Many residents were surprised at this choice of street name. Bishop Vital-Justin Grandin supported Métis but gave priority to white people. This man was a Roman Catholic priest and helped the community in the construction of residential schools.
This person has many ambiguous biographical moments in his life. A lot of statements of the priest can be interpreted as racism. The priority of one nation over another is unacceptable.
Grandin was one of those people who led the construction of residential schools. Today, these institutions are associated with cultural genocide. Councilor Brian Mayes believes that all activities of Grandin must be committed to publicity and study. "I'm sure we should not forget the mistakes of the past and avoid them."
Blogger Kelly Dale Edwards conducted his independent investigation to better study the historical figure of the priest. "A huge number of buildings, districts and centers bear his name," he said.
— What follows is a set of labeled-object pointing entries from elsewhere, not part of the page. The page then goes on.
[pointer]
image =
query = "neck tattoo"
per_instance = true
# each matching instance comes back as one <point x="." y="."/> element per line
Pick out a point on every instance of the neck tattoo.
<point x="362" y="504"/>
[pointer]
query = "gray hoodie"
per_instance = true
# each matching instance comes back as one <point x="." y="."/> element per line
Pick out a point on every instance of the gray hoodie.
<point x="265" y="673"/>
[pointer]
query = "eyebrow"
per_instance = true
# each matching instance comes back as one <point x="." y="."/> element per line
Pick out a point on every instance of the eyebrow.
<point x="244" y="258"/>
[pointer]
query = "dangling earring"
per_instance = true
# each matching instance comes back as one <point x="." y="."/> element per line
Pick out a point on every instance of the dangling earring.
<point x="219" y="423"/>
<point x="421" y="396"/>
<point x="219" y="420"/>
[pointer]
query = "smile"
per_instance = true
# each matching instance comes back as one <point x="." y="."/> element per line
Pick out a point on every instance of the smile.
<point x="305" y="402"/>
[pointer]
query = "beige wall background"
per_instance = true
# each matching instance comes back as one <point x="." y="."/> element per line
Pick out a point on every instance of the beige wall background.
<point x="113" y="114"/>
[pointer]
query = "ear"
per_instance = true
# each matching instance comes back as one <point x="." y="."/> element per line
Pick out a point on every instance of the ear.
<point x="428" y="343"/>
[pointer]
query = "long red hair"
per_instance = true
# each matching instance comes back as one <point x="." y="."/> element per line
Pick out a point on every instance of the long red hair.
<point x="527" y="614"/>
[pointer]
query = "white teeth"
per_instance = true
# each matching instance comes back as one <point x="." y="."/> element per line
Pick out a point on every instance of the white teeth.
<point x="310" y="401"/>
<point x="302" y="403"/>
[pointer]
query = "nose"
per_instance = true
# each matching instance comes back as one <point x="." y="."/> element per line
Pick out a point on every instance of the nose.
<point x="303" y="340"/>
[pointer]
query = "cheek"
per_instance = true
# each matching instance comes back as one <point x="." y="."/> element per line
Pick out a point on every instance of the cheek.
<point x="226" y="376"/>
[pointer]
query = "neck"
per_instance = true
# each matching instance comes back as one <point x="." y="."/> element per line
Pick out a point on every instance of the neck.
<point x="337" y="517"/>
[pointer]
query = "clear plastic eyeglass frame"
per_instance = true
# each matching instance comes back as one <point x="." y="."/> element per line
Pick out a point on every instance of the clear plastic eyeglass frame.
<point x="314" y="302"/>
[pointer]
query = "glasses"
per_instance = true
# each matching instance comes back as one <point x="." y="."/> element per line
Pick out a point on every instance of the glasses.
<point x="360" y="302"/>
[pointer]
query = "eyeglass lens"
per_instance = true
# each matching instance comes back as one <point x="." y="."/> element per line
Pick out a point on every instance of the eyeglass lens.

Edwards noted that many know Bishop Vital-Justin Grandin as a patron and reformer of the school system, but no one knows the whole truth. About 20,000 Indigenous children died in those schools.
Blogger is hoping that such information could be made public. Grandin had its own goals for the development of education, which were based on a subjective vision of the world. Brian Mayes stated that many residents should know the history and assess the priest's actions objectively. "He is far from being a holy man." People should know that the mistakes of the past cannot be repeated," Mayes said.